The Jagmaster was reintroduced in 2000, this time made in China. It featured Duncan-designed pickups and a 25.5-inch scale length with 21 frets. In 2005, the 2000 Jagmaster was discontinued and replaced with the (also Chinese-made) Squier Jagmaster II, which features different visual aesthetics as well as the original 24-inch scale length neck (22 frets). In 2007 this had become a 21-fret 24-inch scale length neck. The 2005 Jagmaster II has only two color options: black and sunburst. The third finish option, "Silver Sparkle" of the 2000 reissues, is no longer available.

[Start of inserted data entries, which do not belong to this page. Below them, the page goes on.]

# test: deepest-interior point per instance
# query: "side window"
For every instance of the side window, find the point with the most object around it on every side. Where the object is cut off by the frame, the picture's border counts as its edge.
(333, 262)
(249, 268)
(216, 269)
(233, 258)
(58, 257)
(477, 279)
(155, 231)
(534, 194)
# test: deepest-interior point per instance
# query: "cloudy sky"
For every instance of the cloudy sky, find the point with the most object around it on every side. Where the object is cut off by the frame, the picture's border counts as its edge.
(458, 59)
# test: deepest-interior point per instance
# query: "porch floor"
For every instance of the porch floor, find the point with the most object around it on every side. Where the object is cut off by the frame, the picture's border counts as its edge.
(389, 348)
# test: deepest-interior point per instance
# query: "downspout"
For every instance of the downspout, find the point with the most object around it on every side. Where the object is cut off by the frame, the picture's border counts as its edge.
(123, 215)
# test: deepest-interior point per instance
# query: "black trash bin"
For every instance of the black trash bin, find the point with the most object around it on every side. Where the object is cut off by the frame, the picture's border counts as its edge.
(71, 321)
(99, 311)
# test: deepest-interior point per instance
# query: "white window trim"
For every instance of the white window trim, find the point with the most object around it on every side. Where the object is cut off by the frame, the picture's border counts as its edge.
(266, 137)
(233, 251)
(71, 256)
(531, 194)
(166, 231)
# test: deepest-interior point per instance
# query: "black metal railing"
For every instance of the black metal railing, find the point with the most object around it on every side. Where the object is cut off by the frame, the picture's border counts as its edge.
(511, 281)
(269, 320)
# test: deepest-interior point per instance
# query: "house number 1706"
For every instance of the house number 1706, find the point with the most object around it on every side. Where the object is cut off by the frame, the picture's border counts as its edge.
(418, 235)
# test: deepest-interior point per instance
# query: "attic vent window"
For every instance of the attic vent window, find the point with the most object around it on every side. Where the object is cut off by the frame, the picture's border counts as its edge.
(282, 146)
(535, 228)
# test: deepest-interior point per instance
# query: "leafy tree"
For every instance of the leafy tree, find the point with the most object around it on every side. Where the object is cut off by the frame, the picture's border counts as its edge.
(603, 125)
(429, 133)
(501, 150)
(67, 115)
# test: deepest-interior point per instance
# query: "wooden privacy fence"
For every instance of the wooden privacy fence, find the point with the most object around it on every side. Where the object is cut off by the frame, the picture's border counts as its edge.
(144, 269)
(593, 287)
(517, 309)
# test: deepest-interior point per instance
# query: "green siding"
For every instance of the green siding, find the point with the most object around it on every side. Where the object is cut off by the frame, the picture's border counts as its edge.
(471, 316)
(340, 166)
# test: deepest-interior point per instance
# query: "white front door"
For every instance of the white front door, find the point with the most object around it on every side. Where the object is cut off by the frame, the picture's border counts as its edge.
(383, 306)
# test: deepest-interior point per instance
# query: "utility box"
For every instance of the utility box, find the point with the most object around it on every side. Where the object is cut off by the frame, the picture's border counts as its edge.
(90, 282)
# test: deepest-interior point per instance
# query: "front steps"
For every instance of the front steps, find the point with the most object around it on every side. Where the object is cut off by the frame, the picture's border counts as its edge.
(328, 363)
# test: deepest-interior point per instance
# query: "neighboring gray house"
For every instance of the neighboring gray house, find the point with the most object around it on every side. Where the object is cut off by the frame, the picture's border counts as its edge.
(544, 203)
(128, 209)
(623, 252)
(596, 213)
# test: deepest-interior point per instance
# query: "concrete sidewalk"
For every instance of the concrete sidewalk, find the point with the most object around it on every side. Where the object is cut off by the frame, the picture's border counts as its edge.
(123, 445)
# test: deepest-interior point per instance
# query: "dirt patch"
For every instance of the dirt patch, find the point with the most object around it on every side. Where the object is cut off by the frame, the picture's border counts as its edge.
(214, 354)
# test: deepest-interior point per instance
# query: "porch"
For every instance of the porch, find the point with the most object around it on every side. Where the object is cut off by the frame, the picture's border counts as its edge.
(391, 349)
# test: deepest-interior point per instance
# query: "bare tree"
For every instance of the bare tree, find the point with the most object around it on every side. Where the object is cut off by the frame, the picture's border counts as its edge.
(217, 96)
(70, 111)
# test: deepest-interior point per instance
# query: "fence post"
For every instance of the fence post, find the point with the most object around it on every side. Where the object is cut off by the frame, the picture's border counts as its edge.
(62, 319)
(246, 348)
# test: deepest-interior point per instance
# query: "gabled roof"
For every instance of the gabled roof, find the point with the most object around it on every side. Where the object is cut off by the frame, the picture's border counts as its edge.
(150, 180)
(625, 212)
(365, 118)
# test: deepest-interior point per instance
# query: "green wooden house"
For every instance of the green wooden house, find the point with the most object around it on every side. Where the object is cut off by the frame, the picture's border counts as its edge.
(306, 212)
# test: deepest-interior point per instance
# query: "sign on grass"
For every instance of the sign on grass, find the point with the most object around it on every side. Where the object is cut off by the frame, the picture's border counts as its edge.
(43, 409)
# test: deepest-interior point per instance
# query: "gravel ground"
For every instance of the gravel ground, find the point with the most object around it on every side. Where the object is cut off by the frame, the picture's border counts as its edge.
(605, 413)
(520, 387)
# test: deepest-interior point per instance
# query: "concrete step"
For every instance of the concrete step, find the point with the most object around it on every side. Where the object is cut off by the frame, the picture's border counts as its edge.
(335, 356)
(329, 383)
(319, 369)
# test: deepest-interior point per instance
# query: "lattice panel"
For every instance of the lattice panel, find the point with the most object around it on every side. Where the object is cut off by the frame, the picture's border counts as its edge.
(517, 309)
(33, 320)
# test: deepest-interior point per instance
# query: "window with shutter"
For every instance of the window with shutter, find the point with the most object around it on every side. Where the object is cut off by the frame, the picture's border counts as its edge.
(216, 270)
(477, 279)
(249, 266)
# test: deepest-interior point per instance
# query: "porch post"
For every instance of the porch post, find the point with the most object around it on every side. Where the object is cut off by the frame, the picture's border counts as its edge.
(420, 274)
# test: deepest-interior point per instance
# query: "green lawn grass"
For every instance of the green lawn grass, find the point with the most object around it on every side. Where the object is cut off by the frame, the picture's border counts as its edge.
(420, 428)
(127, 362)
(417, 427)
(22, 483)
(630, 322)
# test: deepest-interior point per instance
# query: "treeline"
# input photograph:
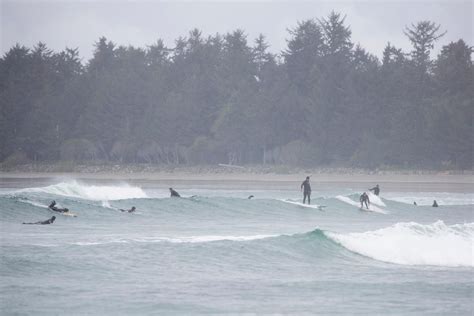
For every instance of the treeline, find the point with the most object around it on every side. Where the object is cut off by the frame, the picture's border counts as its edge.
(219, 99)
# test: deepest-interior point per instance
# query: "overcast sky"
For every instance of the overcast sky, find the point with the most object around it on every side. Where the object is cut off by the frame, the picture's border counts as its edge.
(80, 23)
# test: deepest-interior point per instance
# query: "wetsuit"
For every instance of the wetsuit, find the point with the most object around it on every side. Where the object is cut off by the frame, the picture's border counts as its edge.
(53, 207)
(306, 191)
(46, 222)
(364, 199)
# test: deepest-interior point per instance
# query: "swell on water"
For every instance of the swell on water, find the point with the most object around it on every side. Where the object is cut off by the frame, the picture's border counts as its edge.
(411, 243)
(90, 192)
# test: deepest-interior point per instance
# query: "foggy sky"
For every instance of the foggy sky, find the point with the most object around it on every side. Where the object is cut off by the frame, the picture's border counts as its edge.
(73, 24)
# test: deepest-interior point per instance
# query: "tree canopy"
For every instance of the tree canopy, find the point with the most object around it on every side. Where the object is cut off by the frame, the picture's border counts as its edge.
(226, 99)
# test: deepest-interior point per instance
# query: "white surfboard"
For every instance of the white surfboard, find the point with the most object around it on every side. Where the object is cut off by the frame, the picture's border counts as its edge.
(372, 208)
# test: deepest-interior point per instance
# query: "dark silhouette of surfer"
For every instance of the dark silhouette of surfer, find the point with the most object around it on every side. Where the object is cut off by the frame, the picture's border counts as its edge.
(364, 199)
(174, 193)
(376, 189)
(53, 207)
(46, 222)
(306, 187)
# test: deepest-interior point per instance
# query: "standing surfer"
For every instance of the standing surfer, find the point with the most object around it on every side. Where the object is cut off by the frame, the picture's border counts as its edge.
(306, 187)
(364, 199)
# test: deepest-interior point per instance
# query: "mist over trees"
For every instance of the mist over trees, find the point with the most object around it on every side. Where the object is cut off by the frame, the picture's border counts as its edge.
(324, 101)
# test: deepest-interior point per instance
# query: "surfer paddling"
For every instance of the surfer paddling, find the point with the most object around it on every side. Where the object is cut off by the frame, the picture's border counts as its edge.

In 2012, the Jagmaster model was discontinued. It was replaced by a dual-humbucker Jaguar model, which featured all of the same simplifications as the Jagmaster; it was part of Squier's Vintage Modified series. The short-scale Jaguar model was later joined by a 25.5"-scale length Squier Affinity Series Jazzmaster model with dual humbuckers and a hardtail bridge and, in 2018, the Fender Player Series Jaguar, which combined most of the features of the Jagmaster with a traditional Jaguar vibrato bridge.